NEWARK — Chael Sonnen brought the fight to Jon Jones, just like he promised. 

But on a weird night here in Newark, Sonnen went down in defeat early to a much more dominant champion.

Jones was able to take Sonnen down within the first five seconds of the fight, and though Sonnen would work his way back to his fight after that takedown and a second that followed, he wasn't able to work his way off the canvas near the end of the round when Jones smothered him with nasty elbows and punches for the TKO win.

So what did we learn?


We learned that Jones will be out of action for quite some time. He suffered a toe injury at some point—either during the fight or the post-fight celebration—that was one of the more gruesome foot-related injuries that I can remember.

When I say this thing was gross, I'm talking next-level revolting stuff. It looked like the toe needed to be reattached through surgery, but yet, I'm sitting here at the post-fight press conference watching his family file through the door, which means he's putting off a trip to the hospital until we're done tonight.
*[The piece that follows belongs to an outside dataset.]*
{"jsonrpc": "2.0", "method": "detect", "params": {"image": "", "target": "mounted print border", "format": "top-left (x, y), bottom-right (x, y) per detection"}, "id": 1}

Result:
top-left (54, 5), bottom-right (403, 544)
Jones is a real champion and a professional. That toe, though, was gross. I'm queasy just thinking about it.


We learned that Chael Sonnen is likely done fighting. I told all of you going into this fight that Sonnen was likely done if he lost. A lot of you hated me for saying it, but now you see that it's true. Sonnen told Joe Rogan that he wasn't going to stick around if there wasn't a path to a title shot, and he believed this was his last opportunity.

You may see Sonnen in the cage again some day. It just isn't going to happen any time soon. 


We learned that Jones can be dominant when expected. Jones isn't a champion who fights down to the level of his opponents. He doesn't eke out decisions. When he's expected to destroy his opponents, he does so. We didn't learn much about his skills, but we did learn that he's not the kind of fighter comfortable with the idea of merely winning. He wanted to prove his dominance, and he did so.